Berkeley Haas Case Study on Burning Man to be featured by The Battery
July 10, 2018
The Berkeley Haas Case Series publication “Burning Man: Moving from a For-profit to a Nonprofit, the Ultimate Act of Gifting,” written by Berkeley Haas Social Impact Fellow Jennifer Walske, has been selected to be featured in the August edition of “Candy” magazine. The magazine is published regularly by The Battery, a San Francisco-based private membership club attended by Elon Musk, Sergey Brin, and other Bay Area luminaries.

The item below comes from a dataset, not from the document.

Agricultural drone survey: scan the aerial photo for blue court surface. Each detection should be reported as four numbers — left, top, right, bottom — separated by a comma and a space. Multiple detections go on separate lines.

The original case study, which focuses on Burning Man Project’s transition from a for-profit to a nonprofit organizational structure, was also the subject of a Dean’s Speaker Series event in March 2018. Burning Man founding board member Michael Mikel spoke with Berkeley Haas Dean Richard Lyons about the organization’s origins -- as a small gathering on Baker Beach in San Francisco – and its current success as one of the most widely-attended cultural events in the world. The annual Burning Man Festival, in which an area of Black Rock Desert, Nevada is converted into a fully-functional, temporary city, was attended by more than 70,000 people in 2017. In line with the organization’s cultural values of “gifting,” the founding board members agreed to gift their ownership to a newly-formed 501(c)(3) nonprofit, the Burning Man Foundation. The transition to a nonprofit structure is due to be formally concluded in 2018.
Walske, along with Berkeley Haas Interim Dean Laura Tyson, is also the author of a newly-published case study on microfinance, focused on the company Grameen America -- an affiliate of Grameen Bank. Based on the original microfinance model pioneered by Muhammad Yunus, Grameen America operates in underserved communities across the United States, providing small business loans to women entrepreneurs who might otherwise be barred from taking out a loan at a larger bank due to lack of opportunities and access to safe and secure banking options.